Его пылающий взгляд сказал Ермаковой все. Она поняла и отступила в сторону, хотя душу ее от этого буквально сковало льдом.
Данил шагнул вперед и поднял пистолет. Лицо Дубницкой исказил ужас, и она раскрыла рот для отчаянного вопля, но выстрел опередил ее. Он успел не дать ей закричать, а себе передумать, и оказался удивительно меток, при всем том урагане эмоций, что бушевали у него внутри: пуля угодила точно в лоб Марине. У него хватило хладнокровия не выронить пистолет, а тщательно протереть его платком, после чего сунуть в карман.

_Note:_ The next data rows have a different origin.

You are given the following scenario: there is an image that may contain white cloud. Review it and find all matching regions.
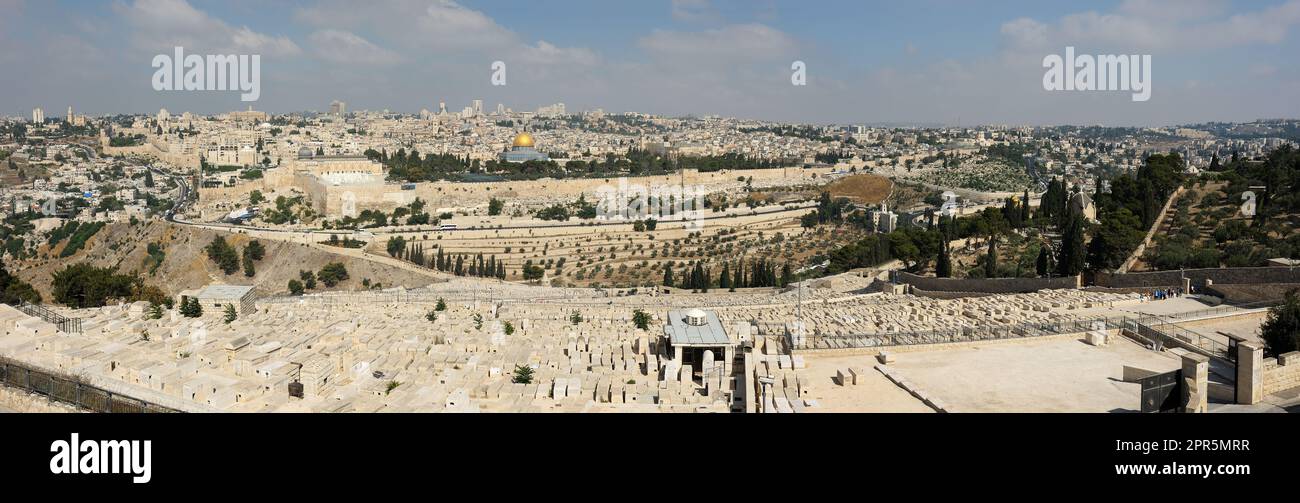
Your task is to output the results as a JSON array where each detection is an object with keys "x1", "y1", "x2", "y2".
[
  {"x1": 308, "y1": 30, "x2": 402, "y2": 66},
  {"x1": 113, "y1": 0, "x2": 302, "y2": 56},
  {"x1": 1002, "y1": 0, "x2": 1300, "y2": 53},
  {"x1": 637, "y1": 23, "x2": 798, "y2": 61},
  {"x1": 671, "y1": 0, "x2": 718, "y2": 22}
]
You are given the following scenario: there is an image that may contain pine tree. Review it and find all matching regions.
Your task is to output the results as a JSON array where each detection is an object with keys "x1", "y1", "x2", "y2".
[
  {"x1": 984, "y1": 239, "x2": 997, "y2": 278},
  {"x1": 935, "y1": 243, "x2": 953, "y2": 278},
  {"x1": 1035, "y1": 244, "x2": 1052, "y2": 278}
]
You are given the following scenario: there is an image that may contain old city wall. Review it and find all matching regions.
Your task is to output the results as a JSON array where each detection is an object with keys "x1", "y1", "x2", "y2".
[
  {"x1": 1096, "y1": 268, "x2": 1300, "y2": 289},
  {"x1": 898, "y1": 272, "x2": 1079, "y2": 294}
]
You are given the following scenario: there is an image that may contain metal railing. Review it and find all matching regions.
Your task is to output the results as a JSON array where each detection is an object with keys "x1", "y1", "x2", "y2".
[
  {"x1": 18, "y1": 302, "x2": 82, "y2": 334},
  {"x1": 1136, "y1": 318, "x2": 1236, "y2": 361},
  {"x1": 787, "y1": 317, "x2": 1134, "y2": 350},
  {"x1": 0, "y1": 359, "x2": 181, "y2": 413}
]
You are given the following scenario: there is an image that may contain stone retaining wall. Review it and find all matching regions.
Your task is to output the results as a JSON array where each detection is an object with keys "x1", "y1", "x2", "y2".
[
  {"x1": 897, "y1": 270, "x2": 1079, "y2": 294},
  {"x1": 1264, "y1": 351, "x2": 1300, "y2": 395},
  {"x1": 1096, "y1": 268, "x2": 1300, "y2": 289}
]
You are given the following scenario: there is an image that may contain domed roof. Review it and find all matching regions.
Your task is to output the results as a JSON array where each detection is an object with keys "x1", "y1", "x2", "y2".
[
  {"x1": 686, "y1": 309, "x2": 709, "y2": 326},
  {"x1": 504, "y1": 133, "x2": 536, "y2": 148}
]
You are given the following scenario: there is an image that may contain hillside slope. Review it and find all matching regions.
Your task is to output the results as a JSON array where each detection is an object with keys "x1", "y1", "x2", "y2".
[{"x1": 13, "y1": 221, "x2": 438, "y2": 302}]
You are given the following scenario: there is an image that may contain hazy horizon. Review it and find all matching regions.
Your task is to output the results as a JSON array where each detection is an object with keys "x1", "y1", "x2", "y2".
[{"x1": 0, "y1": 0, "x2": 1300, "y2": 126}]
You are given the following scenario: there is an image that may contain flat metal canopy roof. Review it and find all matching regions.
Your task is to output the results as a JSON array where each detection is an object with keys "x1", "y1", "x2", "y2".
[
  {"x1": 195, "y1": 285, "x2": 252, "y2": 299},
  {"x1": 663, "y1": 311, "x2": 736, "y2": 346}
]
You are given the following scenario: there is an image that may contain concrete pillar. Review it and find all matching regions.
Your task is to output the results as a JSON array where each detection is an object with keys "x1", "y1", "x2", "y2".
[
  {"x1": 1178, "y1": 351, "x2": 1210, "y2": 413},
  {"x1": 1236, "y1": 342, "x2": 1264, "y2": 406},
  {"x1": 723, "y1": 346, "x2": 736, "y2": 376}
]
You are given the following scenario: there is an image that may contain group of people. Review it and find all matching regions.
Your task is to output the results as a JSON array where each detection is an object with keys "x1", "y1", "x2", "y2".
[{"x1": 1149, "y1": 289, "x2": 1183, "y2": 300}]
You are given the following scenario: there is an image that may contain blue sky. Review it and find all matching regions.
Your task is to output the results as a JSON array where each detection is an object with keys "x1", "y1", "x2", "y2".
[{"x1": 0, "y1": 0, "x2": 1300, "y2": 125}]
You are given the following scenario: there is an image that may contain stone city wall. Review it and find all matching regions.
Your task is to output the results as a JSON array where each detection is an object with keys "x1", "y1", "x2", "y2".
[
  {"x1": 1096, "y1": 268, "x2": 1300, "y2": 289},
  {"x1": 897, "y1": 272, "x2": 1079, "y2": 294},
  {"x1": 1264, "y1": 351, "x2": 1300, "y2": 395}
]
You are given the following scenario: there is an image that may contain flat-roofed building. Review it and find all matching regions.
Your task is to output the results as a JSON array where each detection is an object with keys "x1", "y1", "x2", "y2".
[
  {"x1": 663, "y1": 309, "x2": 737, "y2": 384},
  {"x1": 181, "y1": 285, "x2": 257, "y2": 315}
]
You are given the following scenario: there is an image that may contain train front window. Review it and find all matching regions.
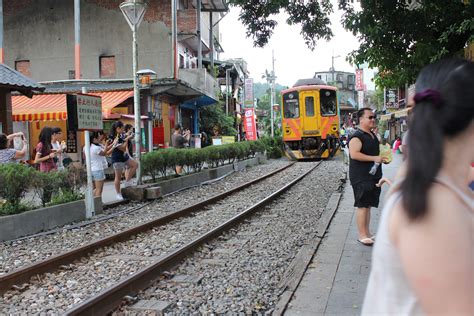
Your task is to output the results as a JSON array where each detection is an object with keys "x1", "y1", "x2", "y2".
[
  {"x1": 283, "y1": 91, "x2": 300, "y2": 118},
  {"x1": 304, "y1": 97, "x2": 314, "y2": 116},
  {"x1": 320, "y1": 89, "x2": 337, "y2": 116}
]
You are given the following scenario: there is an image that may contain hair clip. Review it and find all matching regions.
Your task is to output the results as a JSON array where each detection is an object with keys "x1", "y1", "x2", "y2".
[{"x1": 413, "y1": 89, "x2": 443, "y2": 106}]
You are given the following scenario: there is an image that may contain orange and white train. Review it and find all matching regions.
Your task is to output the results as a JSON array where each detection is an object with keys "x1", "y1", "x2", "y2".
[{"x1": 281, "y1": 78, "x2": 339, "y2": 160}]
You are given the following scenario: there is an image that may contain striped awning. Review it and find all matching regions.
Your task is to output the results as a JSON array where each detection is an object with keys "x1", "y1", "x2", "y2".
[{"x1": 12, "y1": 90, "x2": 133, "y2": 121}]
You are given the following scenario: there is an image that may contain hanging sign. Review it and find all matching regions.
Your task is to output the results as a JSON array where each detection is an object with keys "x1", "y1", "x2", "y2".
[
  {"x1": 244, "y1": 78, "x2": 254, "y2": 108},
  {"x1": 356, "y1": 69, "x2": 364, "y2": 91},
  {"x1": 66, "y1": 94, "x2": 104, "y2": 131},
  {"x1": 244, "y1": 109, "x2": 257, "y2": 140},
  {"x1": 385, "y1": 89, "x2": 399, "y2": 109}
]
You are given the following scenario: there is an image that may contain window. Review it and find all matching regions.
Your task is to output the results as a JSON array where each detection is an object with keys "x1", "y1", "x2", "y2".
[
  {"x1": 304, "y1": 97, "x2": 314, "y2": 116},
  {"x1": 99, "y1": 56, "x2": 115, "y2": 78},
  {"x1": 15, "y1": 60, "x2": 31, "y2": 77},
  {"x1": 283, "y1": 91, "x2": 300, "y2": 118},
  {"x1": 319, "y1": 89, "x2": 337, "y2": 116}
]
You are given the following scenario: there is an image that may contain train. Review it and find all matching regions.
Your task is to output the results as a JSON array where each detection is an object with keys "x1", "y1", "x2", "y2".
[{"x1": 281, "y1": 78, "x2": 340, "y2": 160}]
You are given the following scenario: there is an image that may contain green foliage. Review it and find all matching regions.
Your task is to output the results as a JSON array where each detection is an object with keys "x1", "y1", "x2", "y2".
[
  {"x1": 0, "y1": 163, "x2": 35, "y2": 208},
  {"x1": 229, "y1": 0, "x2": 333, "y2": 49},
  {"x1": 32, "y1": 171, "x2": 63, "y2": 207},
  {"x1": 339, "y1": 0, "x2": 474, "y2": 87},
  {"x1": 0, "y1": 202, "x2": 31, "y2": 216},
  {"x1": 199, "y1": 103, "x2": 237, "y2": 137},
  {"x1": 47, "y1": 191, "x2": 84, "y2": 206},
  {"x1": 142, "y1": 140, "x2": 266, "y2": 181},
  {"x1": 0, "y1": 163, "x2": 86, "y2": 215}
]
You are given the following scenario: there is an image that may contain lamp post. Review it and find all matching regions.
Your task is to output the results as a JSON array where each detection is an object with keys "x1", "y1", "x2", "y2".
[
  {"x1": 331, "y1": 55, "x2": 341, "y2": 86},
  {"x1": 120, "y1": 0, "x2": 147, "y2": 184}
]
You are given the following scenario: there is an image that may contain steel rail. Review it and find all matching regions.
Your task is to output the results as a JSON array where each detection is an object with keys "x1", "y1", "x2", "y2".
[
  {"x1": 66, "y1": 162, "x2": 321, "y2": 315},
  {"x1": 0, "y1": 163, "x2": 294, "y2": 295}
]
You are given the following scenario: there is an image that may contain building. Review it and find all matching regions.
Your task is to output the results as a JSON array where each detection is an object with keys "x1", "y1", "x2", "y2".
[
  {"x1": 314, "y1": 70, "x2": 357, "y2": 124},
  {"x1": 3, "y1": 0, "x2": 228, "y2": 159}
]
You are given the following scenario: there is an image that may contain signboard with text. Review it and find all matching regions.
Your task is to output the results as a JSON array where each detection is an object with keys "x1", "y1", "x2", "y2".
[
  {"x1": 356, "y1": 69, "x2": 364, "y2": 91},
  {"x1": 244, "y1": 78, "x2": 254, "y2": 108},
  {"x1": 357, "y1": 91, "x2": 364, "y2": 109},
  {"x1": 244, "y1": 109, "x2": 257, "y2": 140},
  {"x1": 385, "y1": 89, "x2": 398, "y2": 109},
  {"x1": 67, "y1": 94, "x2": 104, "y2": 131}
]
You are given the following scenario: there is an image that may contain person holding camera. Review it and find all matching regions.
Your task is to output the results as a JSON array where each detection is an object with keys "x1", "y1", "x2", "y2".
[
  {"x1": 34, "y1": 127, "x2": 57, "y2": 172},
  {"x1": 108, "y1": 121, "x2": 138, "y2": 200},
  {"x1": 0, "y1": 132, "x2": 28, "y2": 164}
]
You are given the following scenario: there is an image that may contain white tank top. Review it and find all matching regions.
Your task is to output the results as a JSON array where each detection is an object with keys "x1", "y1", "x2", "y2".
[{"x1": 362, "y1": 177, "x2": 474, "y2": 315}]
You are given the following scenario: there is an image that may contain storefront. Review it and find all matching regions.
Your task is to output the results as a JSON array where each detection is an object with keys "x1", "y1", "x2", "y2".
[{"x1": 12, "y1": 91, "x2": 133, "y2": 161}]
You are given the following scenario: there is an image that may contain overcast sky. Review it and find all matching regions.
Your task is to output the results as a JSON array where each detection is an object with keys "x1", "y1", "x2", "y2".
[{"x1": 219, "y1": 1, "x2": 358, "y2": 87}]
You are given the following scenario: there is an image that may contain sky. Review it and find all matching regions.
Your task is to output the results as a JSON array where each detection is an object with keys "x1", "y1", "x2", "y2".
[{"x1": 219, "y1": 1, "x2": 359, "y2": 87}]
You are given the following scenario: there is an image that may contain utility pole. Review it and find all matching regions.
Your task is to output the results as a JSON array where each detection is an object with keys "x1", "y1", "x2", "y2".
[
  {"x1": 270, "y1": 50, "x2": 276, "y2": 138},
  {"x1": 331, "y1": 53, "x2": 341, "y2": 85}
]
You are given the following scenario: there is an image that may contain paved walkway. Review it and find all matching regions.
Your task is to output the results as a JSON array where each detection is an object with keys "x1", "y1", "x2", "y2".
[{"x1": 285, "y1": 155, "x2": 402, "y2": 315}]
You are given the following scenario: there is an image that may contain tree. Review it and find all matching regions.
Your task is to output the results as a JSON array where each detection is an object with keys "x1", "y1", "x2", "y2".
[
  {"x1": 229, "y1": 0, "x2": 474, "y2": 87},
  {"x1": 229, "y1": 0, "x2": 333, "y2": 49},
  {"x1": 339, "y1": 0, "x2": 474, "y2": 87},
  {"x1": 199, "y1": 103, "x2": 237, "y2": 136}
]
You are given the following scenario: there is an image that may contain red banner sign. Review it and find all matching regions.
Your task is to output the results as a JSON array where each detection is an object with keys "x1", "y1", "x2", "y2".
[
  {"x1": 356, "y1": 69, "x2": 364, "y2": 91},
  {"x1": 244, "y1": 109, "x2": 257, "y2": 140}
]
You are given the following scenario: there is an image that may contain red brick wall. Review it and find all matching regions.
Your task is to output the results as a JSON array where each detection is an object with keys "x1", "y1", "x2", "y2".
[
  {"x1": 3, "y1": 0, "x2": 197, "y2": 33},
  {"x1": 100, "y1": 56, "x2": 115, "y2": 79},
  {"x1": 84, "y1": 0, "x2": 197, "y2": 32},
  {"x1": 15, "y1": 60, "x2": 31, "y2": 77}
]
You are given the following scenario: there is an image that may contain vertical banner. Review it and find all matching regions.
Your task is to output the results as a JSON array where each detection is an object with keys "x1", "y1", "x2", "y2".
[
  {"x1": 385, "y1": 89, "x2": 398, "y2": 109},
  {"x1": 244, "y1": 78, "x2": 254, "y2": 108},
  {"x1": 244, "y1": 109, "x2": 257, "y2": 140},
  {"x1": 356, "y1": 69, "x2": 364, "y2": 91},
  {"x1": 357, "y1": 91, "x2": 364, "y2": 109}
]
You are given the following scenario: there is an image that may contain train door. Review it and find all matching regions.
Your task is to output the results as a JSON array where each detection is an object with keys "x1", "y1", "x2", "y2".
[{"x1": 300, "y1": 91, "x2": 320, "y2": 136}]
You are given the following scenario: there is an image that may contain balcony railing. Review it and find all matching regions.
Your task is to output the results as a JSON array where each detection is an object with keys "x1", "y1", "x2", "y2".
[{"x1": 178, "y1": 68, "x2": 217, "y2": 99}]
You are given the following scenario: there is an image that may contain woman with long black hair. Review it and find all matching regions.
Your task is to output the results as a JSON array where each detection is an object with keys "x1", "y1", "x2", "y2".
[
  {"x1": 109, "y1": 121, "x2": 138, "y2": 200},
  {"x1": 362, "y1": 59, "x2": 474, "y2": 315},
  {"x1": 34, "y1": 127, "x2": 57, "y2": 172}
]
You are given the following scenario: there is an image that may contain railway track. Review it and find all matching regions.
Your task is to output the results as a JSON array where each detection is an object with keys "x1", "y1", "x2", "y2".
[
  {"x1": 67, "y1": 163, "x2": 320, "y2": 315},
  {"x1": 0, "y1": 165, "x2": 322, "y2": 314}
]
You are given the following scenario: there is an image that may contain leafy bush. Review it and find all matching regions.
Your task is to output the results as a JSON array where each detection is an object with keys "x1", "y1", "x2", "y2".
[
  {"x1": 32, "y1": 171, "x2": 63, "y2": 207},
  {"x1": 0, "y1": 201, "x2": 31, "y2": 216},
  {"x1": 57, "y1": 164, "x2": 87, "y2": 195},
  {"x1": 47, "y1": 191, "x2": 84, "y2": 206},
  {"x1": 142, "y1": 141, "x2": 265, "y2": 181},
  {"x1": 260, "y1": 136, "x2": 283, "y2": 158},
  {"x1": 0, "y1": 163, "x2": 35, "y2": 208}
]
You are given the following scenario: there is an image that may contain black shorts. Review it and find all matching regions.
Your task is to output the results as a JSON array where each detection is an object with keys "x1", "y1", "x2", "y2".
[{"x1": 352, "y1": 181, "x2": 381, "y2": 208}]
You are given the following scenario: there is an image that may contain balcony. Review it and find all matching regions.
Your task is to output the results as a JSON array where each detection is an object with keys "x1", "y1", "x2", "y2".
[{"x1": 178, "y1": 68, "x2": 218, "y2": 100}]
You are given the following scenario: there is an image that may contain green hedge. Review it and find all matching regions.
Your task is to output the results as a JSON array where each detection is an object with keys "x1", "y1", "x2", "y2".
[
  {"x1": 142, "y1": 140, "x2": 265, "y2": 181},
  {"x1": 0, "y1": 163, "x2": 86, "y2": 215}
]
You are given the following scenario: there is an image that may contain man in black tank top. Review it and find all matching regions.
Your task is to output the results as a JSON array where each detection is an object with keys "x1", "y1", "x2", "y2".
[{"x1": 349, "y1": 108, "x2": 383, "y2": 246}]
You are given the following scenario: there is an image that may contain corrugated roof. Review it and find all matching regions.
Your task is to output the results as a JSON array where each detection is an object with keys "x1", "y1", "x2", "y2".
[{"x1": 0, "y1": 64, "x2": 44, "y2": 97}]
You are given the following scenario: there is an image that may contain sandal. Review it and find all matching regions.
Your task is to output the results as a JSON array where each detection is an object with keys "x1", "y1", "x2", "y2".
[{"x1": 357, "y1": 237, "x2": 374, "y2": 246}]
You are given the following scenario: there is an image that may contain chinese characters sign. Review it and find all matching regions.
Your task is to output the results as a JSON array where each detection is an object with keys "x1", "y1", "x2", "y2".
[
  {"x1": 244, "y1": 78, "x2": 254, "y2": 108},
  {"x1": 67, "y1": 94, "x2": 104, "y2": 131},
  {"x1": 244, "y1": 109, "x2": 257, "y2": 140},
  {"x1": 356, "y1": 69, "x2": 364, "y2": 91},
  {"x1": 385, "y1": 89, "x2": 398, "y2": 109}
]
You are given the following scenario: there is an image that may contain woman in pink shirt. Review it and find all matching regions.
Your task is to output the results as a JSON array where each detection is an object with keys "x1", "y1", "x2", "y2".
[{"x1": 35, "y1": 127, "x2": 57, "y2": 172}]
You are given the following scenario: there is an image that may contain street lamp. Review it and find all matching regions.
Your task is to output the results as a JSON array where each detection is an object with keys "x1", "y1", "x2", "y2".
[{"x1": 120, "y1": 0, "x2": 147, "y2": 184}]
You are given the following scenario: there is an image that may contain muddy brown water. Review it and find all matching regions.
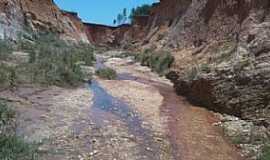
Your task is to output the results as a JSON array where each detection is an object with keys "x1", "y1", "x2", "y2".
[{"x1": 89, "y1": 80, "x2": 173, "y2": 160}]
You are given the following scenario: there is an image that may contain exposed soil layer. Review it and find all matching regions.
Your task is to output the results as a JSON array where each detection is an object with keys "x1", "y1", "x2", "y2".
[{"x1": 0, "y1": 54, "x2": 244, "y2": 160}]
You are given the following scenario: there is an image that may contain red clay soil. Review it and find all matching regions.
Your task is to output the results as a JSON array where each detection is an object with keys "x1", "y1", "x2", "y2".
[{"x1": 159, "y1": 86, "x2": 243, "y2": 160}]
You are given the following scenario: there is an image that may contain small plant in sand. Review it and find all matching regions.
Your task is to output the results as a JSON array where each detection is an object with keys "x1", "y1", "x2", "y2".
[{"x1": 96, "y1": 68, "x2": 117, "y2": 80}]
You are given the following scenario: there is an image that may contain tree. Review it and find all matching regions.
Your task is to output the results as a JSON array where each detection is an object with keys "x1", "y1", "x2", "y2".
[
  {"x1": 113, "y1": 8, "x2": 128, "y2": 25},
  {"x1": 129, "y1": 4, "x2": 152, "y2": 22}
]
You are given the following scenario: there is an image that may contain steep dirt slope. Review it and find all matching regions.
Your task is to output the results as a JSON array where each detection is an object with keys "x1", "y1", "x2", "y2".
[
  {"x1": 0, "y1": 0, "x2": 89, "y2": 43},
  {"x1": 127, "y1": 0, "x2": 270, "y2": 127}
]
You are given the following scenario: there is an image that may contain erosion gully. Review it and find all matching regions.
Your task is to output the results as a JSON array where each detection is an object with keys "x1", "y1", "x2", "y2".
[{"x1": 90, "y1": 55, "x2": 241, "y2": 160}]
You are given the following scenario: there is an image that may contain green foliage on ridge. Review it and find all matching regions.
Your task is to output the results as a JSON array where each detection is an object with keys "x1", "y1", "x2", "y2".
[{"x1": 0, "y1": 34, "x2": 95, "y2": 88}]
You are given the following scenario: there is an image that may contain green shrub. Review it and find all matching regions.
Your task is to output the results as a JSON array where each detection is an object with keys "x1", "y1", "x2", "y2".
[
  {"x1": 0, "y1": 64, "x2": 17, "y2": 88},
  {"x1": 0, "y1": 101, "x2": 37, "y2": 160},
  {"x1": 260, "y1": 145, "x2": 270, "y2": 160},
  {"x1": 16, "y1": 34, "x2": 95, "y2": 86},
  {"x1": 0, "y1": 136, "x2": 38, "y2": 160},
  {"x1": 0, "y1": 101, "x2": 15, "y2": 126},
  {"x1": 0, "y1": 40, "x2": 13, "y2": 60},
  {"x1": 96, "y1": 68, "x2": 117, "y2": 80},
  {"x1": 187, "y1": 67, "x2": 199, "y2": 80},
  {"x1": 200, "y1": 64, "x2": 211, "y2": 73},
  {"x1": 129, "y1": 4, "x2": 152, "y2": 22}
]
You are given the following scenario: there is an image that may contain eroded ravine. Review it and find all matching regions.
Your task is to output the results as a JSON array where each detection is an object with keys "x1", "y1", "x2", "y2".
[{"x1": 0, "y1": 52, "x2": 244, "y2": 160}]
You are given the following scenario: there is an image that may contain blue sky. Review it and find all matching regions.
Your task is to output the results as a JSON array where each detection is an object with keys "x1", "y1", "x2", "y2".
[{"x1": 54, "y1": 0, "x2": 158, "y2": 25}]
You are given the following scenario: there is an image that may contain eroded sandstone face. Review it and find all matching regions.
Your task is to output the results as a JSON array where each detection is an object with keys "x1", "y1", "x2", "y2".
[
  {"x1": 0, "y1": 0, "x2": 24, "y2": 39},
  {"x1": 0, "y1": 0, "x2": 89, "y2": 43},
  {"x1": 160, "y1": 0, "x2": 270, "y2": 127}
]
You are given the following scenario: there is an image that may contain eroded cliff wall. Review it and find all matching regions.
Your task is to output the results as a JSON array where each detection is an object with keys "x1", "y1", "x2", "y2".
[
  {"x1": 0, "y1": 0, "x2": 89, "y2": 43},
  {"x1": 142, "y1": 0, "x2": 270, "y2": 126}
]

– Отдай. Попадешься еще… – попробовала было возразить Эжени.
– Не попадусь. В реку брошу. А и попадусь даже – какая мне теперь разница?
– Тоже верно, – печально произнесла Воронцова. – Иди, куда наметил. От трупа я избавлюсь.
– Как?
– Есть способы, – уклончиво отозвалась она. – Сознающая я или погулять вышла?
Долгий взгляд Воронцова был полон трудновыразимых эмоций.
– Спасибо, Эжени. За все!
Он порывисто взял ее за плечи и крепко прижал к своей груди. На глазах Ермаковой выступили слезы, и она обняла его в ответ.
– Не за что, Даня, ох не за что! Без меня ты бы в это не полез. Просто потому, что не знал бы, что делать. И остался бы жить. Пусть без нее, но ты бы притерпелся. Рана бы со временем зажила. А так… Никогда себе не прощу, что рассказала тебе о Меняющем!
Данил чуть отстранился и пристально взглянул ей в глаза.
– Даже не вздумай себя винить, слышишь?! Ты все сделала правильно!
– Иди уж быстрее. Выстрелы могли слышать.
– Да, конечно… Прощай, Эжени.
И Данил Воронцов спешно зашагал по дорожке в сторону дома Собинова, оставив Ермакову наедине с трупом.
* * *
День Изменения 21:00
– Ты что, заперла меня?! – таким возмущенным вопросом встретила вернувшуюся Эжени Кира Туманова.
– На всякий случай, – устало отозвалась та. – Чтобы ты не наделала глупостей.
– Каких, например?
– Не пошла за Данилом.
– А и пошла бы, так что? Чем бы я ему помешала? Наоборот, могла бы помочь.
– Кира, мы же все это уже обсуждали! – поморщилась Ермакова, устало опускаясь в кресло. – И ты с нашими доводами согласилась.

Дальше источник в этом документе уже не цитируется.